Primeira etapa de demolições termina nesta sexta

Pedro Conforte –

A primeira etapa das demolições para obras de alargamento da Avenida Marquês do Paraná, no Centro de Niterói termina hoje, afirmou a Prefeitura. Na segunda-feira (1º) foi publicada no Diário Oficial a desapropriação de mais um prédio, com sete imóveis, entre salas comerciais e um restaurante. Quem passa pelo local diariamente percebe que a obra segue em ritmo acelerado.
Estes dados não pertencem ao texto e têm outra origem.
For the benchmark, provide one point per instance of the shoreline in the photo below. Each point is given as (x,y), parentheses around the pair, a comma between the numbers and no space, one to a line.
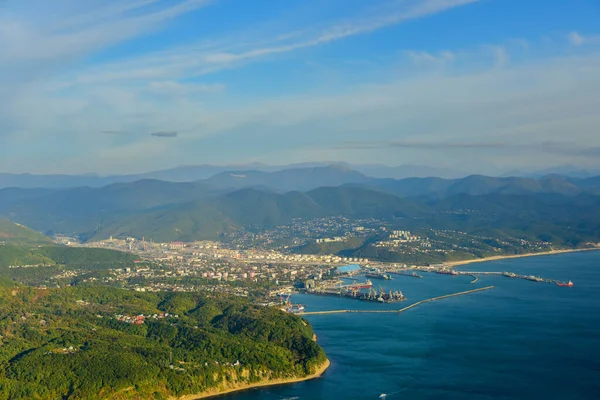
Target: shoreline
(216,392)
(453,264)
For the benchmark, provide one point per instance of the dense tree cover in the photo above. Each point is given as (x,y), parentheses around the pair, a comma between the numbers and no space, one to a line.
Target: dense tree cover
(67,343)
(15,233)
(35,265)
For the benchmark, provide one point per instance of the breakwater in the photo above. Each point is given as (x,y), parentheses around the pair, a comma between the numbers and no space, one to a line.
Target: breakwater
(402,309)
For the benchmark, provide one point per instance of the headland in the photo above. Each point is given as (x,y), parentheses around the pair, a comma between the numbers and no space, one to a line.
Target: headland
(236,387)
(505,257)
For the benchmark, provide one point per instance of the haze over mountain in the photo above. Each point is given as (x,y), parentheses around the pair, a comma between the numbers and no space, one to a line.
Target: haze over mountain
(258,200)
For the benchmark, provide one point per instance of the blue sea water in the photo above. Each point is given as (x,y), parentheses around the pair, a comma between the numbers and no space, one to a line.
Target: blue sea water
(520,340)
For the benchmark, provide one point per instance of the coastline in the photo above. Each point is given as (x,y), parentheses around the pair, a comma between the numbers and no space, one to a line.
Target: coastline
(245,386)
(496,258)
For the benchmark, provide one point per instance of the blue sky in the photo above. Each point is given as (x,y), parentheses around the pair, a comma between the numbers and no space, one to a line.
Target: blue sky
(125,86)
Ao longo da via, o maquinário funciona a todo vapor para colocar abaixo os imóveis já desapropriados. Um muro com bandeira do Brasil e parte da fachada de um prédio estava de pé na terça-feira, mas 48 horas depois já havia sido demolido. Tudo já está fechado com tapume e os trabalhadores seguem derrubando os imóveis. Em relação a segunda parte da demolição, em nota, a Prefeitura informou que “está sendo aguardada a ordem de início para a segunda etapa, que inclui a outra parte do terceiro prédio e a demolição das construções de números 225, 294 (fundos) e 298. Após assinada a ordem de início, o prazo de conclusão é de quatro meses”. Em relação a conclusão da primeira parte ela contempla: “o prédio da esquina, o segundo, e parte do terceiro termina hoje, junto com a limpeza do terreno”, afirmou.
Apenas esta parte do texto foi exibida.